BET, Brookwood, Halpern Denny, Greenlight, Special Situations and we entered into a Stockholders Agreement, which was terminated upon
the Equity Recap, and which related principally to the composition of our board of directors.
On May 30, 2002, we entered into a Loan and Security Agreement with BET, which provided for a $7.5 million revolving loan facility at 11%
interest. The facility was secured by substantially all of our assets. In connection with obtaining the facility, we paid MYFM Capital LLC a fee of
$75,000. As of December 31, 2002, $6.0 million of the revolving credit facility was outstanding. The facility was to expire on March 31, 2003. In
February 2003, BET and we executed an amendment to the facility to extend the maturity of the facility to June 1, 2003. From February 1, 2003 to
June 1, 2003, the interest rate was 13% per annum. BET and MYFM Capital LLC received an extension fee of $187,500 in connection with the
amendment, payable at maturity, and an additional $112,500 because the facility was not paid in full by June 2, 2003. After June 1, 2003, the
interest rate for borrowings under the facility was 15% per annum, and MYFM Capital LLC received a $25,000 fee for entering into a standstill
agreement with us. The facility was repaid with the proceeds of issuance of the $160 Million Facility in July 2003, and BET received $3,000 for
reimbursement of legal fees and expenses.

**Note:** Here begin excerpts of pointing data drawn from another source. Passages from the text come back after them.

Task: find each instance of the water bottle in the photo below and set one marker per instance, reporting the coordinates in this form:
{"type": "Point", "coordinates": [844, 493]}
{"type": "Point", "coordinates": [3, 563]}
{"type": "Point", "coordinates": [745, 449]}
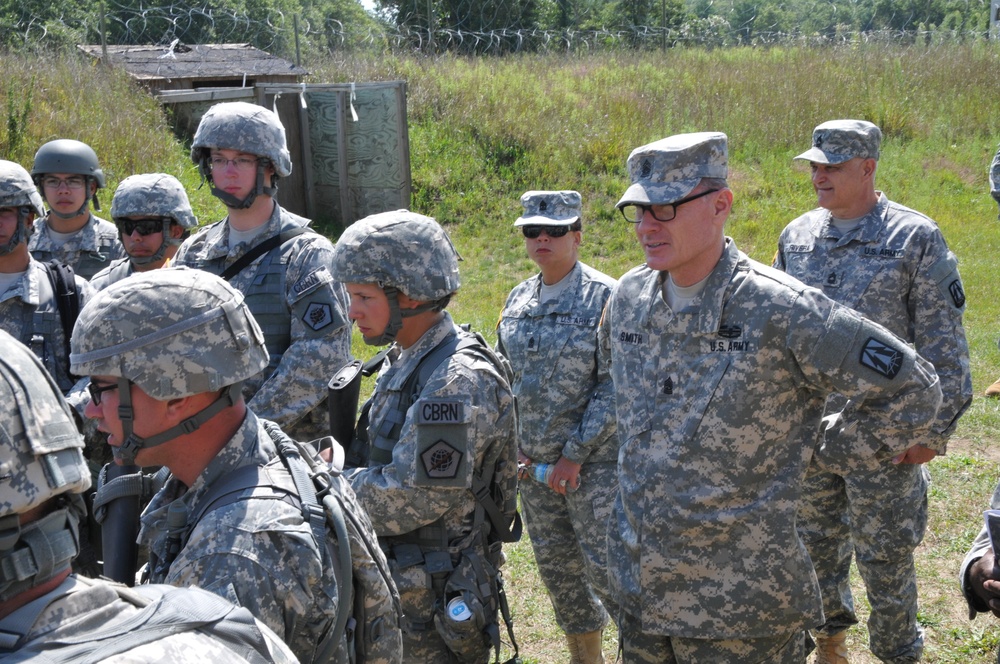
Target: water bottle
{"type": "Point", "coordinates": [543, 471]}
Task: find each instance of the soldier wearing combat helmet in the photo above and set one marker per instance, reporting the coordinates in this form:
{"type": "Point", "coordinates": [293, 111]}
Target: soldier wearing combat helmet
{"type": "Point", "coordinates": [68, 175]}
{"type": "Point", "coordinates": [276, 261]}
{"type": "Point", "coordinates": [439, 431]}
{"type": "Point", "coordinates": [154, 217]}
{"type": "Point", "coordinates": [167, 352]}
{"type": "Point", "coordinates": [45, 610]}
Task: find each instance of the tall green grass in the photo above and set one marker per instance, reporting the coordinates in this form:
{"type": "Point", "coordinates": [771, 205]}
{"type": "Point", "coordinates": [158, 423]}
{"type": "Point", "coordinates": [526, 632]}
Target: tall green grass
{"type": "Point", "coordinates": [482, 131]}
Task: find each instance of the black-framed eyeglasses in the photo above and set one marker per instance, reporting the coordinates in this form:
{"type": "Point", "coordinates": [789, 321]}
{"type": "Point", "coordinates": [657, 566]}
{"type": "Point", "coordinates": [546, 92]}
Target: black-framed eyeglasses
{"type": "Point", "coordinates": [666, 212]}
{"type": "Point", "coordinates": [97, 390]}
{"type": "Point", "coordinates": [533, 231]}
{"type": "Point", "coordinates": [145, 225]}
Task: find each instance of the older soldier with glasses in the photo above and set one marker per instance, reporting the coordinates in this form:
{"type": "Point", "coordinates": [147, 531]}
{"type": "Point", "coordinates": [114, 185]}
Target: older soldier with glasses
{"type": "Point", "coordinates": [721, 368]}
{"type": "Point", "coordinates": [68, 175]}
{"type": "Point", "coordinates": [548, 331]}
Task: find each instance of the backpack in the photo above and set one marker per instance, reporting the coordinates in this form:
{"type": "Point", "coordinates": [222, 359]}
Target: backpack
{"type": "Point", "coordinates": [369, 610]}
{"type": "Point", "coordinates": [165, 611]}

In July 2003, Greenlight purchased all of the outstanding EnbcDeb Notes from Jefferies. Upon consummation of the Equity Recap, we issued
4,337.481 shares of Series F to Greenlight in full payment of the outstanding Bridge Loan. The shares of Series F were converted into common
stock in the Equity Recap.
On June 25, 2003, Halpern Denny, Greenlight and we entered into the Equity Recap pursuant to which the parties agreed to a recapitalization
of our equity structure. Pursuant to the Equity Recap, we reimbursed Greenlight and Halpern Denny for legal fees and disbursements incurred in
connection with their investment in us and the Equity Restructuring in the respective amounts of $226,000 and $125,000.